My shop is very small. I can't handle 12 of ea. condified product. Valentines Day was less than expected and now I'm stuck with vases. Has anyone ever sent vases back to TF? If so, how were you recieved when you asked for a return? The same thing happened at Christmas. I'm about ready to throw the towel in on wire services. My town is small. I'm the 2nd largest florist here. I am the only one who has the TF POS and TF also processes my credit cards. I recieved several eflorist orders for VDay. I had no wire outs and one wire in. Don't know what to do. Any suggestions?
yellowroses,
If your town is small and the number of wire-out is small, there is little room for error in dealing with wire services.
Instead of relying on your hunch, you may have to do some serious number crunching.
As a general rule of thumb, you would be making ~30 cents (+/- 5 cents) of gross profit for every dollar of incoming orders, BEFORE paying their monthly fee. In other words, contribution margin of incoming orders is ~30% (as opposed to ~60% for local orders).

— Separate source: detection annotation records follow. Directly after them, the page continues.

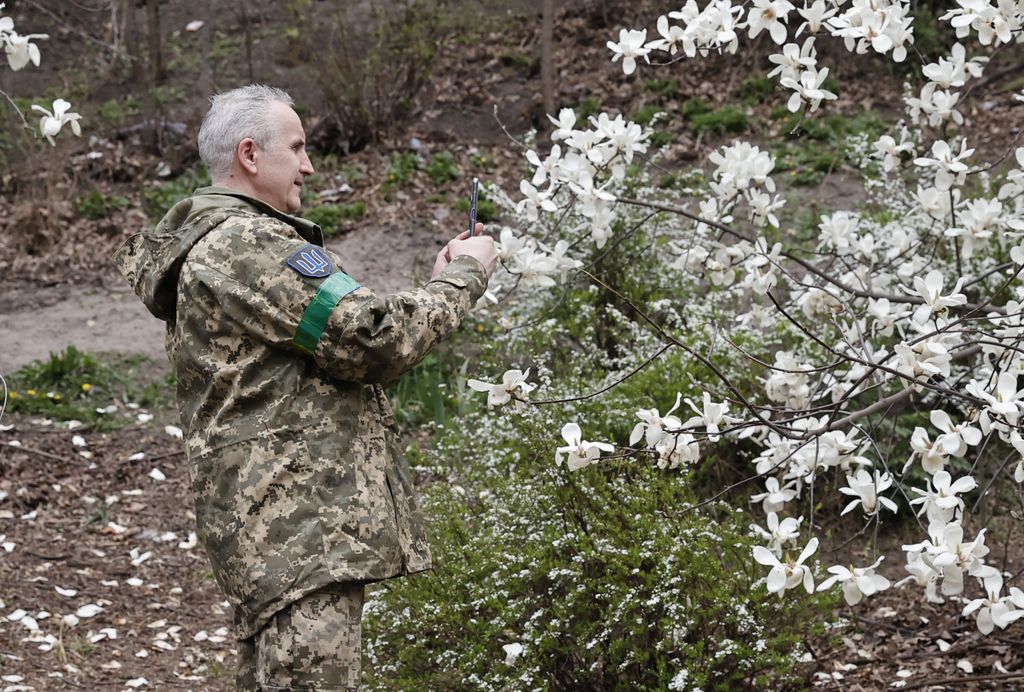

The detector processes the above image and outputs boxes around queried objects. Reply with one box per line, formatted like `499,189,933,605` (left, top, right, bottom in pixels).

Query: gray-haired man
116,85,497,690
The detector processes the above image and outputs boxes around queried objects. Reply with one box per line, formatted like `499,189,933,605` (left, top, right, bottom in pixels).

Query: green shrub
302,201,367,237
388,349,472,427
365,232,836,691
386,152,419,185
365,420,834,691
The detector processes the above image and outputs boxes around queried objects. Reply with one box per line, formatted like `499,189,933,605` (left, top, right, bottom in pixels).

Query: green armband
292,271,361,354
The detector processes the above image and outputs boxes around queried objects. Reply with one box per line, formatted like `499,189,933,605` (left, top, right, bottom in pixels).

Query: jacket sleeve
181,215,486,384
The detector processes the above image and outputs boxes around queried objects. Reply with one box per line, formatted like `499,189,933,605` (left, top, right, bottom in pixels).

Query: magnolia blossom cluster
473,0,1024,633
607,0,1024,127
630,392,738,469
0,3,82,145
487,109,650,288
0,3,48,72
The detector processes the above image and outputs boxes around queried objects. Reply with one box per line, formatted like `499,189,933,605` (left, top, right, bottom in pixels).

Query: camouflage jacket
116,187,486,638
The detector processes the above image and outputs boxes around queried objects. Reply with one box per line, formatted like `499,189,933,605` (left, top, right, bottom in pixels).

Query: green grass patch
773,111,886,186
643,77,679,98
7,346,174,430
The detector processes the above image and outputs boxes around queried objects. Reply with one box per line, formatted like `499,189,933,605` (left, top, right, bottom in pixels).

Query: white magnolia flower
893,339,950,380
754,537,818,596
929,521,996,596
751,476,797,514
910,470,978,523
555,423,615,471
966,371,1024,433
548,109,575,141
904,270,967,325
817,555,890,605
32,98,82,146
526,144,562,185
495,227,531,262
515,180,558,221
903,426,949,474
0,28,49,72
683,392,738,442
607,29,650,75
466,367,537,406
508,247,561,288
746,0,796,45
839,469,897,517
913,138,974,190
922,43,988,89
502,642,522,665
797,0,836,36
630,392,683,447
751,512,804,558
779,68,836,113
963,572,1024,635
654,433,700,469
647,14,692,57
873,130,913,171
767,37,822,80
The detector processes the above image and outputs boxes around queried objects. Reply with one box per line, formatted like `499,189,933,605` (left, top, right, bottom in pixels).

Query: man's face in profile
253,101,313,214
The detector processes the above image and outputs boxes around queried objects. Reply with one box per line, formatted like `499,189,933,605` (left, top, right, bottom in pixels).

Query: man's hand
447,223,498,278
430,223,498,278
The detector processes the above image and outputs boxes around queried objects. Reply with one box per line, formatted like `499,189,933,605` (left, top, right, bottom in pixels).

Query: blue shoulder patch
288,244,334,278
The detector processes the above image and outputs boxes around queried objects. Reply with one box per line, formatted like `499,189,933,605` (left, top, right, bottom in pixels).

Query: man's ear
234,137,259,175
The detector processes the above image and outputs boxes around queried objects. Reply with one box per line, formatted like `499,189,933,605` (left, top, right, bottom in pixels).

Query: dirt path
0,219,447,374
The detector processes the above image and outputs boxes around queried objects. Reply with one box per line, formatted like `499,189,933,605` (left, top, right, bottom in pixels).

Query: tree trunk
239,2,256,84
142,0,164,154
145,0,164,80
541,0,555,115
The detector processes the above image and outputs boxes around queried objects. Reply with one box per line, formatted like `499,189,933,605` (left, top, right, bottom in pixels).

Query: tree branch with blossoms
464,0,1024,634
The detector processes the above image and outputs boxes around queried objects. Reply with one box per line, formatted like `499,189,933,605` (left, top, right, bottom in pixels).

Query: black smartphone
469,178,480,237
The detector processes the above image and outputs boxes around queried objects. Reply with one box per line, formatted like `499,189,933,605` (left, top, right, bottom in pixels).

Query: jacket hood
114,187,324,321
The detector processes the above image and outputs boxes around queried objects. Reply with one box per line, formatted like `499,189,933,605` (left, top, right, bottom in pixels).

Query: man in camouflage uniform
116,86,497,690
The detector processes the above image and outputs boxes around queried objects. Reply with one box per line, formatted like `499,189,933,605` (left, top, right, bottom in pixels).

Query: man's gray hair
199,84,295,181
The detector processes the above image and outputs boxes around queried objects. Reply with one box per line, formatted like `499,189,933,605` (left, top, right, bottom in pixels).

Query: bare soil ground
0,1,1022,692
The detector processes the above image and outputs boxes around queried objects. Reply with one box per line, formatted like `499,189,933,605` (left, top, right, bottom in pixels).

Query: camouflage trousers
237,582,364,692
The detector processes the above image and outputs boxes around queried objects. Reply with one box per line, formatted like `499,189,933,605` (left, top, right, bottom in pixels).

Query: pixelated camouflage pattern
236,583,364,692
116,187,486,638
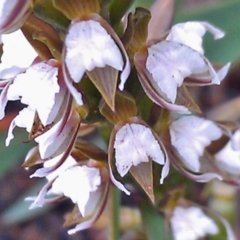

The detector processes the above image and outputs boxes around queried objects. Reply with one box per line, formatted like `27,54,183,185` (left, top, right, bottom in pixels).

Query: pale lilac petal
160,153,170,184
35,112,79,159
114,123,165,177
5,107,35,146
7,62,60,126
0,81,12,119
166,22,224,54
65,20,123,82
51,166,101,217
68,189,105,235
25,182,55,209
108,161,131,195
170,116,222,172
146,41,208,103
214,130,240,176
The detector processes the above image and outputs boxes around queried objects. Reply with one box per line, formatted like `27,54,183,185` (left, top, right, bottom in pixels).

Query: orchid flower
170,116,222,172
214,130,240,177
26,156,108,234
135,22,230,113
109,123,169,195
63,14,130,109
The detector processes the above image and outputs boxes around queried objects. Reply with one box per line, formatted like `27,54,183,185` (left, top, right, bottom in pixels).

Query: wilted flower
170,206,218,240
170,116,222,172
135,22,230,112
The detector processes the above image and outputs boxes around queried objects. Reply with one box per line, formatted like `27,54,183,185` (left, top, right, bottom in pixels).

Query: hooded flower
109,123,169,194
135,22,230,112
26,156,108,234
63,14,130,105
170,206,218,240
0,56,80,159
170,116,222,172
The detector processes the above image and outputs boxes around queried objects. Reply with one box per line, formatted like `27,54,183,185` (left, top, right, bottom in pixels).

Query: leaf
175,0,240,63
0,128,33,177
140,201,167,240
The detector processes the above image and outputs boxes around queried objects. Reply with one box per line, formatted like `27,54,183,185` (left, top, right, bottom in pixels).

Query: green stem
108,186,121,240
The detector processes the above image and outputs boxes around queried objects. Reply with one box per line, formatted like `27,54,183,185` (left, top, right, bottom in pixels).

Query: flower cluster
0,0,240,240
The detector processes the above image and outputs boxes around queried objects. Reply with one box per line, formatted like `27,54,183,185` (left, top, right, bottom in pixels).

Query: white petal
7,62,60,126
0,30,37,79
35,112,79,159
170,116,222,172
51,166,101,216
146,41,208,103
0,81,12,119
215,130,240,176
170,207,218,240
166,22,224,54
114,123,165,176
5,107,35,146
65,20,123,82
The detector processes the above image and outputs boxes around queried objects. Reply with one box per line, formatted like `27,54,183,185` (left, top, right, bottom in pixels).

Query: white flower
63,14,131,105
166,22,224,54
170,207,218,240
51,166,101,217
214,130,240,176
7,62,60,125
3,62,62,142
28,156,101,217
109,123,169,195
137,22,230,113
114,123,165,177
170,116,222,172
65,20,123,82
146,41,207,103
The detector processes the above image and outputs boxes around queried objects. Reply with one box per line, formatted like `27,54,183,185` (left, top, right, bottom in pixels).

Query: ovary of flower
51,166,101,216
7,62,60,126
170,207,218,240
170,116,222,172
114,123,165,177
214,130,240,176
65,20,123,82
166,22,224,54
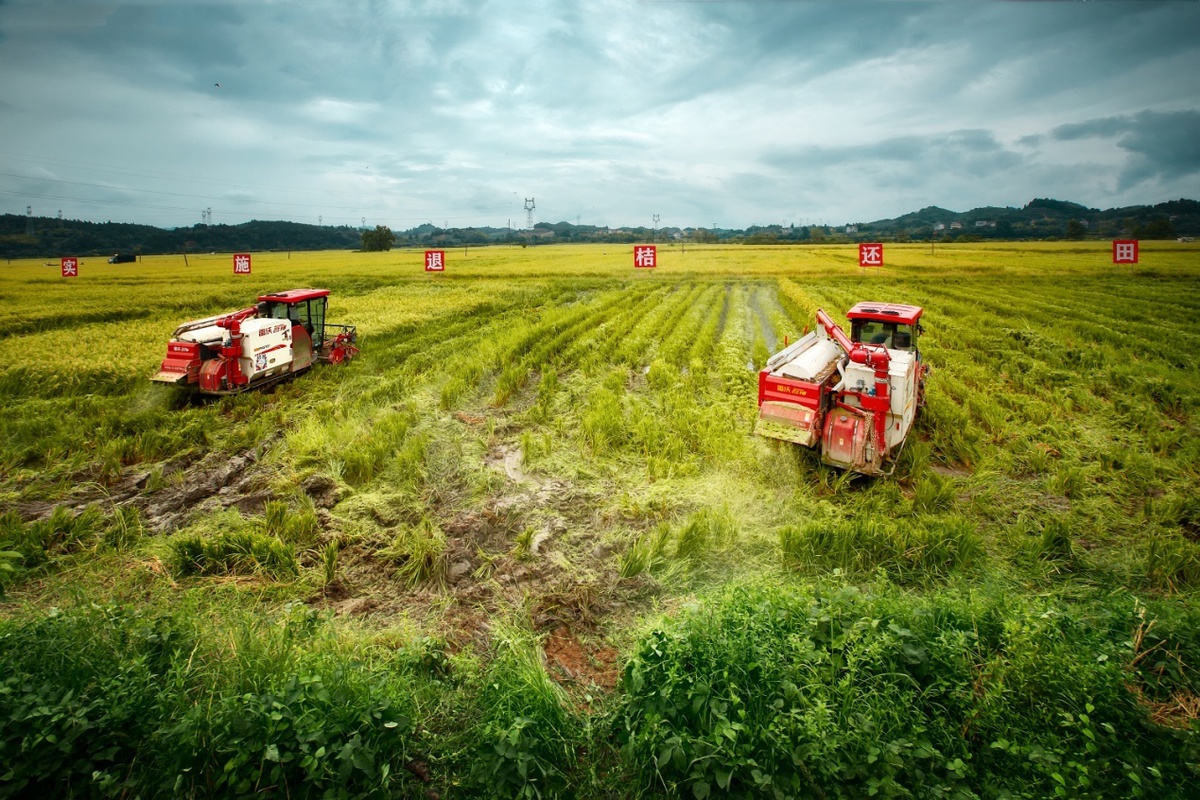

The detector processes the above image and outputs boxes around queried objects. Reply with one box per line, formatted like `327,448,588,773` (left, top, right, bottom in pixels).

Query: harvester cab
151,289,359,395
755,302,928,475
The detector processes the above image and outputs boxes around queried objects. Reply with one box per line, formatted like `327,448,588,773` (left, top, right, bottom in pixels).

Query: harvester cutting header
151,289,359,395
755,302,929,475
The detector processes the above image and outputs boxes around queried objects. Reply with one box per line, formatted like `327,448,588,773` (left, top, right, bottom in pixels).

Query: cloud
1050,110,1200,191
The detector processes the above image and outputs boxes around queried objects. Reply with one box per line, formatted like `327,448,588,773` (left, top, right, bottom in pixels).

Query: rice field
0,242,1200,798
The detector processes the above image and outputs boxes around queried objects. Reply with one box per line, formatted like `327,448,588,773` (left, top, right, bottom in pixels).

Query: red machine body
151,289,359,395
755,302,928,475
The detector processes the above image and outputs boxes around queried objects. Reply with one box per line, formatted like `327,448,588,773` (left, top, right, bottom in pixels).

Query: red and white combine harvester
755,302,929,475
151,289,359,395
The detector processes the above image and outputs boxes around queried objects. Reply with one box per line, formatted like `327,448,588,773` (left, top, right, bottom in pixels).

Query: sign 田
1112,239,1138,264
858,242,883,266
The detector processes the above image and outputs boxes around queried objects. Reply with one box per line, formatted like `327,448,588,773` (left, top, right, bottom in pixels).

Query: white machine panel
241,319,292,380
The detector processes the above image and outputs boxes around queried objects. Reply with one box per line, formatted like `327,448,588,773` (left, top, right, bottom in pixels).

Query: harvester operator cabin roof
258,289,329,303
846,302,925,325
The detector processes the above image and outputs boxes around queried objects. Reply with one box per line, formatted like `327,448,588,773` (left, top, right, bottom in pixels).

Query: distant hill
0,198,1200,258
857,198,1200,240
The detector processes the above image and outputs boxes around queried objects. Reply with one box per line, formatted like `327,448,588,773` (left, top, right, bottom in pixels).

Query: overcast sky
0,0,1200,229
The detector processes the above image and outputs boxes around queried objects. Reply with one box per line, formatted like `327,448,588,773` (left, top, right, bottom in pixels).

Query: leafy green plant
468,625,576,800
618,581,1195,798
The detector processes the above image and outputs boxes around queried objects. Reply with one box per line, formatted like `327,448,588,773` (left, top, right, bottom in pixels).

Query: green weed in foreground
619,584,1200,798
0,606,415,798
467,625,583,800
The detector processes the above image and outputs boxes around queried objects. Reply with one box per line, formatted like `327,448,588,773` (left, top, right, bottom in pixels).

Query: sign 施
634,245,659,270
858,242,883,266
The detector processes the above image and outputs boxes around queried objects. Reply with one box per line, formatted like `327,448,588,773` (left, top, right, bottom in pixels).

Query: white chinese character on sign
858,245,883,266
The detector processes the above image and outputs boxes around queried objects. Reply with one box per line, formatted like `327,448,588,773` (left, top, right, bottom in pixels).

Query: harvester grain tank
151,289,359,395
755,302,929,475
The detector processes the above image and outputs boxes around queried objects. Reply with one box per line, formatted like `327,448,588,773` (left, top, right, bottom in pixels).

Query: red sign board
425,249,446,272
858,242,883,266
1112,239,1138,264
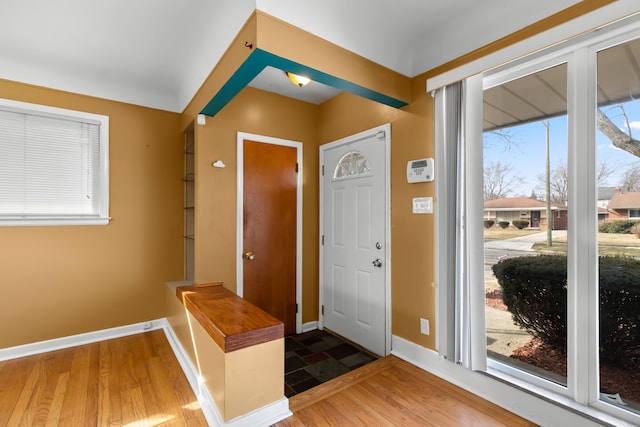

This calculation assumes that you have excess production capacity, so that you don't need to hire any extra labor to fill incoming orders.
If you are receiving ~30 wire-ins a month and paying $300 monthly fees, here's the break-down.
For a $50 wire-in:
1) your gross profit per order: $50 x 30% = $15
2) monthly fee per order: -$300 / 30 = -$10
From 1) and 2): your net income per order = $15-$10 =
$5 or 10% of the order $.
Now for busy holidays like VD and Xmas, the formula needs to be modified.
First, your gross profit will
decline slightly, because you can no longer ignore labor expense if you hire temp workers for VD/Xmas. A ball park figure would be 20-25%, depending on how efficient your temp workers might be. In my limited experience, temp workers are very inefficient. In that case, you use the figure 20%.
4) So for a $50 wire-in during VD/Xmas, your gross profit would be ~$10 (20% of $50).
5) On the other hand, monthly fee per order will decrease. Let's say you get twice as many wire-ins in Feb/Dec. Then your fee per order would decrease to: -$300 / 60 = -$5
From 4) and 5) Your net would be $10-$5 =
$5, same as during non-holidays.
I'm sure your situation is different, but the logic is the same. You need to calculate the net dollar amount from each incoming order. In this example, I showed that the net is $5, or 10%, assuming the average order is $50.
So because your potential net is $5, if the cost of WS container is $5, you make zero dollar in the end. It's that simple.
Same thing if the container costs you $2.50 and you sell only half of them. Actual cost is $5 in this case, so you make absolutely no profit (after working long hours).
As many said before, if your shop is small, there really is no economic reason to buy WS containers.